PAP should clarify the need for an additional $1.85 billion because the pension scheme for civil servants was phased out 32 years ago for the majority of civil servants in 1986.
Since the average pay in the civil service in 1985 was about $1000, give or take, (lower than private sector) and the number of pensioners dwindling, a couple of billion dollars should suffice.
It appears that the bulk of the Pension Fund has been set aside for the benefit of ministers, MPs, office holders and top civil servants.
Pension liabilities are known knowns, as confirmed by the PMO in 2007:
A dwindling number of pensioners after 32 years coupled with many who had been encouraged to switch to full CPF scheme, the number of pensioners is likely to be only in the thousands.

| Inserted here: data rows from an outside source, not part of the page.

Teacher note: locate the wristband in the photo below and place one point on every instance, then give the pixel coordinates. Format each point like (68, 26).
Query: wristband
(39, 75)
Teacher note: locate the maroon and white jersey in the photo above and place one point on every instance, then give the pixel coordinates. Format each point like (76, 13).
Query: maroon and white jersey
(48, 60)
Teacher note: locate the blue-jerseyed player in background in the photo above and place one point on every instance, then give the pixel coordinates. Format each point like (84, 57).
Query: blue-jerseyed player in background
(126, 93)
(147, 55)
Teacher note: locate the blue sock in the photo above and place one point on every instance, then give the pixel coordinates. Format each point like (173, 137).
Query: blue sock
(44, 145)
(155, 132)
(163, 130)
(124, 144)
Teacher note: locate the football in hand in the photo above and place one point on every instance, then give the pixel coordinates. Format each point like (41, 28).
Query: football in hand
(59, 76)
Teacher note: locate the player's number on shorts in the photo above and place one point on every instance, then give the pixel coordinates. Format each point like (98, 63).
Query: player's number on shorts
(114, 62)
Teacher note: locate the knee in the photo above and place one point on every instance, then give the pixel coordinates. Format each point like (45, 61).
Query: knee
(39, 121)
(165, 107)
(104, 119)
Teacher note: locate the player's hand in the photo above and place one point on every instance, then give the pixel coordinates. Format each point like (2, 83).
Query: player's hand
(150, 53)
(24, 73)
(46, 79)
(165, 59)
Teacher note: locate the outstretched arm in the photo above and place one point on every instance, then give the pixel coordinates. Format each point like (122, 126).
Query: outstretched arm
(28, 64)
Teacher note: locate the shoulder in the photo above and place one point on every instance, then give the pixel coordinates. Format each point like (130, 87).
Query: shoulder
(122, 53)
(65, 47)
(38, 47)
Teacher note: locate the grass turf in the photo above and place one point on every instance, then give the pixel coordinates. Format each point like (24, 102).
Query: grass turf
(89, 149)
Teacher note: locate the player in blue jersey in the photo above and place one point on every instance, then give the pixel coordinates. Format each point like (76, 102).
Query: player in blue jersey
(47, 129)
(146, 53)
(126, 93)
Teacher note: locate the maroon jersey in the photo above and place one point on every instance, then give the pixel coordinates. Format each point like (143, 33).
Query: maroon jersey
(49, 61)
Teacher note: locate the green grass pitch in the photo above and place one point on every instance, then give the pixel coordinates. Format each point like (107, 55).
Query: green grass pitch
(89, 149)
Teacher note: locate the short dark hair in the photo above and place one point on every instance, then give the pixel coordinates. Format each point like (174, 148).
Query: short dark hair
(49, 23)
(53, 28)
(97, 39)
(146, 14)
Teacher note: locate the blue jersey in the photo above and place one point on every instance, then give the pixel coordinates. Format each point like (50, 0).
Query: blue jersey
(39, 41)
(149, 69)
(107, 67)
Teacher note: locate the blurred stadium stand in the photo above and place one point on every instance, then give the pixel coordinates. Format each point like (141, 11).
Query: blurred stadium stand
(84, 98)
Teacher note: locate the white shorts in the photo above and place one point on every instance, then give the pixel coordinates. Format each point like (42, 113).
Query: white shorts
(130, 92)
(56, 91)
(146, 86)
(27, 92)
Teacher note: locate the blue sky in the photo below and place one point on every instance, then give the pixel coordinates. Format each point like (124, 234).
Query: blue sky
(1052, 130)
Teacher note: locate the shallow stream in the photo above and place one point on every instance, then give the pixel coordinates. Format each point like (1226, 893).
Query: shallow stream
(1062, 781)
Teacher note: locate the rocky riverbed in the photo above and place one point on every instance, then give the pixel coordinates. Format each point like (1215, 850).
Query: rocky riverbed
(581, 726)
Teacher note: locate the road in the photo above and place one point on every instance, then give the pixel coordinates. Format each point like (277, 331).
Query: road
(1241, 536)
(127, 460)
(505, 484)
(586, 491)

From 2004 to 2011, balance in the Pension Fund was in fact decreasing – as it should – until 2011 when it suddenly shot up by $1.6 billion the following year.*
By 2016, the balance stood at $3 billion above the 2011 figure. Something is not quite right.
Were recent cost increases and the planned 2% GST rate hike linked in any way to the $3 billion Pension Fund increase?
32 years after scrapping the pension scheme for majority of civil servants, pension liabilities should not be $13.2 billion in FY2016.
Setting aside billions for ministers, office holders, MPs and top civil servants has confirmed a bloated government.
If all the above isn’t true, the PAP should be able to clarify.
*Figures from individual “statement of assets and liabilities” under “Revenue and Expenditure estimates” @ “Budget Archives“.